大脳基底核と小脳の萎縮を伴う髄鞘形成不全症（Ｈ－ＡＢＣ）は、チューブリンα４（ＴＵＢＢ４Ａ）の原因変異に関連するまれな髄鞘形成不全白質ジストロフィーである。例えば、ｐ．Ａｓｐ２４９Ａｓｎ （Ｄ２４９Ｎ）は罹患者の大多数に見られる反復変異である。ＴＵＢＢ４Ａのモノアレリック変異はまた、早期発症の脳症から成人発症のジストニア４型（ささやき発声障害）まで、より広い範囲の神経障害をもたらす可能性がある（Ｂｌｕｍｋｉｎら、２０１４；Ｆｅｒｒｅｉｒａら、２０１４；Ｐｉｚｚｉｎｏら、２０１４；Ｓｉｍｏｎｓら、２０１３）。Ｈ－ＡＢＣはこのスペクトラムの中にあり、典型的には小児期早期に始まり、ジストニア、運動失調、歩行変化、進行性の運動機能障害を特徴とし、生後１０年末までに歩行ができなくなる。現在までのところ、この進行性で障害を伴う小児疾患に対する治療法はない。ＴＵＢＢ４Ａ変異がどのようにＨ－ＡＢＣを引き起こすかを理解し、治療戦略の開発と前臨床試験を容易にするために、我々のグループはＣＲＩＳＰＲ－Ｃａｓ９アプローチを用いて、ヘテロ接合体（ＴＵＢＢ４Ａ^{Ｄ２４９Ｎ}） 、またはホモ接合体（ＴＵＢＢ４Ａ^{Ｄ２４９Ｎ／Ｄ２４９Ｎ}）のＴＵＢＢ４Ａ 変異を保有するノックインマウスモデルを開発した。

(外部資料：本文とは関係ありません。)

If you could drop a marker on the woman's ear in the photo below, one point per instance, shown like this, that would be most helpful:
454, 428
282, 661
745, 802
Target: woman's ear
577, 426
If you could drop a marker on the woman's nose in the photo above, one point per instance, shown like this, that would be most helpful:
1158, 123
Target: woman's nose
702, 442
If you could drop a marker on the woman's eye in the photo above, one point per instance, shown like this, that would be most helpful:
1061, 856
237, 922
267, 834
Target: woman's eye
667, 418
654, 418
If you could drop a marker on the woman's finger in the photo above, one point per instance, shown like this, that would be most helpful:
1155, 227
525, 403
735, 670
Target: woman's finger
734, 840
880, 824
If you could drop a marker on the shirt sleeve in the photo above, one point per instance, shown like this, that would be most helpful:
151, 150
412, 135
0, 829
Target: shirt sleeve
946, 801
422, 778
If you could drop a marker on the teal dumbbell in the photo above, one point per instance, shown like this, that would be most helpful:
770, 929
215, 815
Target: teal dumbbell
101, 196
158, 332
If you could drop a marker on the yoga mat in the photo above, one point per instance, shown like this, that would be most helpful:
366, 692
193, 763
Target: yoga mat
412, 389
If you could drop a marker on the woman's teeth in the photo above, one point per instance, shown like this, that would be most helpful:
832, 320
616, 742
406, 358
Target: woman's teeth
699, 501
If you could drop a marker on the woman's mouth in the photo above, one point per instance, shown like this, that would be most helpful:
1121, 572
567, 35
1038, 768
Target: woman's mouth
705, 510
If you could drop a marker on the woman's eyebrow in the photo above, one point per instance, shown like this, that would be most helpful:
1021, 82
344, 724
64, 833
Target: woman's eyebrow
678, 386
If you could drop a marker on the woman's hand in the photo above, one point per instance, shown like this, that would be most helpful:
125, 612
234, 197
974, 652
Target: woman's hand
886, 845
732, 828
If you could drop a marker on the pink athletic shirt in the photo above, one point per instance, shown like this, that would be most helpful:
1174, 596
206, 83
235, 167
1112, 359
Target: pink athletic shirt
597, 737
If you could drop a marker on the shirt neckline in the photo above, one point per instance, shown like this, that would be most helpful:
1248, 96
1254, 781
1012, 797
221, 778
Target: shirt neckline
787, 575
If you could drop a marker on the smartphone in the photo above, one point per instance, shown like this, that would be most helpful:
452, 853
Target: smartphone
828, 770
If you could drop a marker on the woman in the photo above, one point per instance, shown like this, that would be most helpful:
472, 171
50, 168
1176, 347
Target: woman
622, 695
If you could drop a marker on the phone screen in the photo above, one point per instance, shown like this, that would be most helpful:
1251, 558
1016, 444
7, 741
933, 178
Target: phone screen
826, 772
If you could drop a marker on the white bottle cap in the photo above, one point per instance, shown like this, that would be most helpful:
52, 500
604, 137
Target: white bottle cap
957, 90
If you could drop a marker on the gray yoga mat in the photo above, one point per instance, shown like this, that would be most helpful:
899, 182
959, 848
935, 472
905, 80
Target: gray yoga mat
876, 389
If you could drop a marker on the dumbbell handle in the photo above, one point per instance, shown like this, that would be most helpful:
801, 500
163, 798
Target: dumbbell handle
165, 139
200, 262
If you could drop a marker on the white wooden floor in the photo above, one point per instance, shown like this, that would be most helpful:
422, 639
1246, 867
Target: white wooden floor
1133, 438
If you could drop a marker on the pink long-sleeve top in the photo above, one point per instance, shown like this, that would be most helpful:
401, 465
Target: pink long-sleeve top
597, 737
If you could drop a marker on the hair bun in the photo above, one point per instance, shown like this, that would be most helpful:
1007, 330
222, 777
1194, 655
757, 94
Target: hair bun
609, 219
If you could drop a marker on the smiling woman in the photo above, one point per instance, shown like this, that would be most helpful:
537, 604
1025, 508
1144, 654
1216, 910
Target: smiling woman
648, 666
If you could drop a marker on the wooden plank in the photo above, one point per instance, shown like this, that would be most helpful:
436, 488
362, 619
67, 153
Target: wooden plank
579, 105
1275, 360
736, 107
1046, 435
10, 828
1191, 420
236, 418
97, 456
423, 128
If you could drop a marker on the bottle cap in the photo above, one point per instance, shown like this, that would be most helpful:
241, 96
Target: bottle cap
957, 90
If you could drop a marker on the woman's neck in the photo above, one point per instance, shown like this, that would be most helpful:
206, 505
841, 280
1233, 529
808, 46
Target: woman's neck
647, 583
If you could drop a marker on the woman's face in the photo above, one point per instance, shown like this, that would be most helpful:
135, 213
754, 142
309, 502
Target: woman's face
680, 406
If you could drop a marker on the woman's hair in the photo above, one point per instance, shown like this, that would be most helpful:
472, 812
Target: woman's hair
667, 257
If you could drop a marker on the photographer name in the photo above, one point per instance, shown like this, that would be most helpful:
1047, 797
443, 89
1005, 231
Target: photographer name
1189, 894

以前の研究で、われわれは古典的Ｈ－ＡＢＣのマウスモデル（ＴＵＢＢ４Ａ^{Ｄ２４９Ｎ／Ｄ２４９Ｎ}）を報告したが、このモデルは生存率の低下、振戦、異常歩行、運動失調を伴う進行性の運動機能障害を示し、この疾患の表現型の特徴を再現している。ＴＵＢＢ４Ａ^{Ｄ２４９Ｎ／Ｄ２４９Ｎ}マウスの出生後１４日目、２１日目、４０日目における免疫標識とウェスタンブロットを用いた神経病理学的評価では、髄鞘形成の初期遅延とそれに続く最終的な脱髄が示された。時間の経過とともにミエリンタンパク質が減少し、アスパルトシクラーゼ活性（ＡＳＰＡ）陽性のオリゴデンドロサイト（中枢神経系の髄鞘細胞）が劇的に消失する。電子顕微鏡で脳の超薄切片を観察したところ、これらのマウスの脊髄と視神経では、髄鞘形成不全であり、ミエリンの喪失が進行していることが示された。さらに、ＴＵＢＢ４Ａ^{Ｄ２４９Ｎ／Ｄ２４９Ｎ}マウスの培養オリゴデンドロサイトのｉｎ ｖｉｔｒｏ研究では、成熟とミエリンマーカーの減少が示された。同様に、神経病理学的にも、線条体と小脳顆粒細胞で重度の神経細胞喪失が認められる。さらに、ＴＵＢＢ４Ａ^{Ｄ２４９Ｎ／Ｄ２４９Ｎ}マウスの細胞では、神経細胞の生存率が低下し、微小管ダイナミクスが不安定になるなど、培養中の神経細胞への影響も認められた。ＴＵＢＢ４Ａ^{Ｄ２４９Ｎ／Ｄ２４９Ｎ}マウスは、Ｈ－ＡＢＣの新規モデルマウスであり、ＴＵＢＢ４Ａ変異による微小管不安定性の可能性、オリゴデンドロサイト、線条体ニューロン、小脳顆粒細胞に対する細胞自律性の影響、および深遠な神経発達表現型をもたらす、この疾患における細胞生理の複雑さを示している。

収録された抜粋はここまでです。